Tanzania’s Chief Justice, Ibrahim Hamis Juma, has promulgated new rules that could greatly change how people from vulnerable groups experience courts and the justice system. That is why this is Jifa’s winning Valentine’s Day 2019 good news story: we like the care it shows for normally-forgotten people with no one else to champion their cause. The rules prioritise cases involving disadvantaged people, and set deadlines for finalizing matters in which they are involved. The new rules also provide that visually impaired people will get a free braille copy of any judgment or order in a case where they are involved, and that a specially assigned employee at each court will be responsible for making everyone at that court more sensitive to “vulnerability issues”.

Read the Rules

Court rules are often pretty boring to outsiders. Usually they are only of interest to lawyers who must obey them to the letter so they don’t get into trouble and make a mistake about filing deadlines, for example.

But new rules and regulations promulgated earlier this month under the signature of Tanzania’s Chief Justice, Ibrahim Hamis Juma, fall into a different category altogether.

For many disadvantaged people, they will read like a mini-charter of rights at court. The official title gives a clue about the intention: “Judicature and application of laws (Practice and procedure in cases involving vulnerable groups) Rules, 2019”.

The rules will apply to all court proceedings in mainland Tanzania and are aimed at speeding up the finalization of cases involving “vulnerable groups”. These are defined in the rules as being people who, because of adverse social, economic, cultural and other social practices, are weak and marginalized or those who have “traditionally been victims of violations”. These include “widows, children, elderly people and persons with disabilities.”

The first regulation imposes a strict time limit on finalizing cases “involving” people from a vulnerable group, although the exact nature and degree of “involvement” that will be required to trigger the rules is not clear. Such a case must be finalized within six months from when a hearing starts, although in exceptional circumstance the court may extend the time a further three months.

Cases involving “a person from a vulnerable group” must be given priority over ever other case by the presiding judge or magistrate. This is to apply at all stages of a case including admission, hearing and determination.

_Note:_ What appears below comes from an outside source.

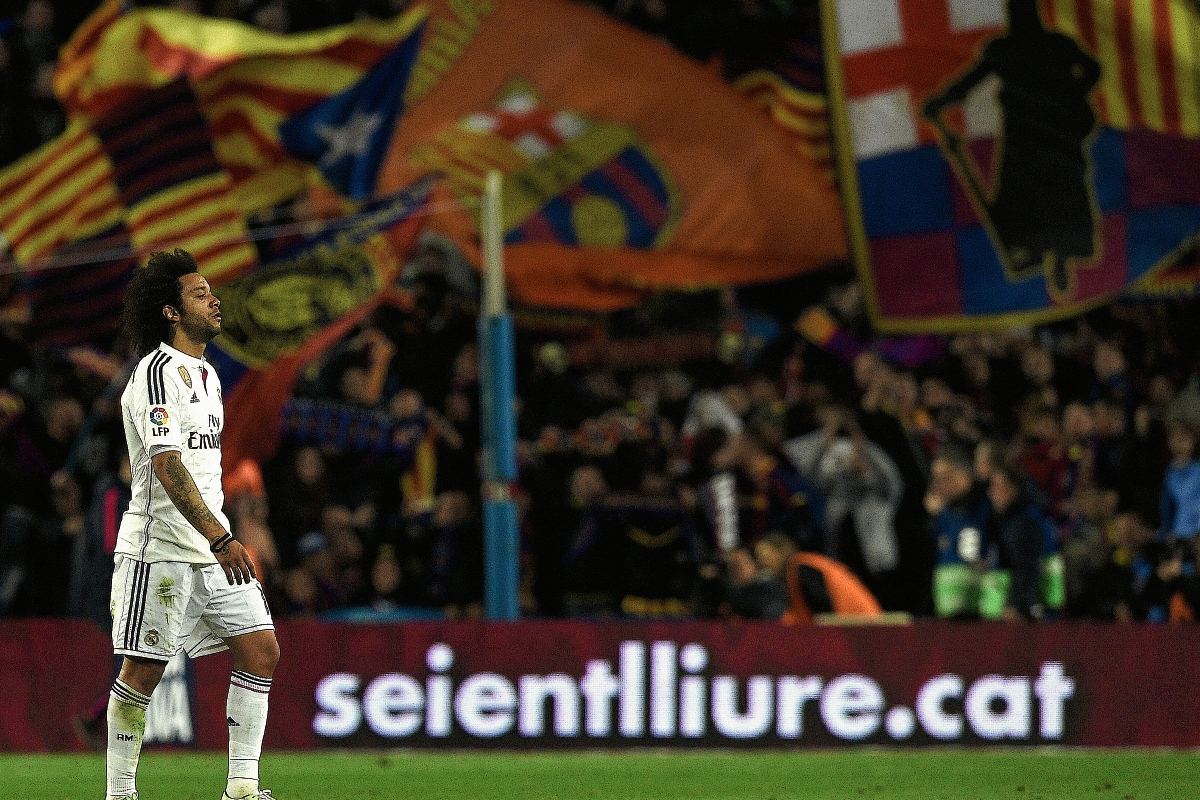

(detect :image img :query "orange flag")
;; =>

The rules also make provision for a sign interpreter to be hired and used where necessary, with the costs of hiring such an interpreter to be “paid by the judiciary”. The language of this rule is peremptory, with the court given the duty and power to call a sign interpreter as needed.

The presiding officer is also empowered to arrange “suitable places” for cases to be heard when matters involve people from vulnerable groups and when existing court premises are “not friendly”.

Whenever a case involves a child, the matter must be conducted in accordance with the “Law of the Child Act”.

Another significant section sets up a system to ensure that cases involving vulnerable groups are dealt with correctly: a “desk officer” is designated to identify matters where these rules must be applied and to pass on this information to the presiding officer assigned to the case. The desk officer must also “establish and maintain” a database of such cases. Crucially this person must also “sensitize and guide other staff” on “vulnerability issues”.

The rules insist that where a case “involves” a “visually impaired person” the court must “strive to provide” to him or her a free braille version of the outcome – whether a judgment, ruling, decree or order –  within 30 days from finalization.

And when, in a civil or criminal matter, the presiding officer believes that “a person with vulnerability” should have legal aid, the new rules provide that the judge or magistrate “shall cause” legal aid to be obtained in accordance with the Legal Aid Act.

The CJ, appointed to this office in 2017, is the eighth judge to hold this office since Tanzanian independence. He has taken a strong line in defence of judicial independence, with a stern warning issued last year that politicians should stay off “his territory”, and that there would be “grave consequences” for those who did not. His remarks were seen by the legal community at the time as a reference to government “flouting” of court orders, among other problems.

Earlier this month (February 2019) he also spoke up on the need for the Tanzanian bench to consist of “at least 150” judges, saying there was a “critical shortage” of presiding officers at the moment.

In particular he mentioned people’s growing awareness of civil rights and that this awareness in turn required more judges to help ensure that everyone had the right to readily access justice – this was a theme picked up in the new rules which seek to ensure that disadvantaged people are not left out of court-driven developments that protect civil rights.

Among his areas of specialty, the CJ has a Masters degree in international human rights law from Raoul Wallenberg University in Sweden, and a PhD on the law of the sea, from Ghent University in Belgium.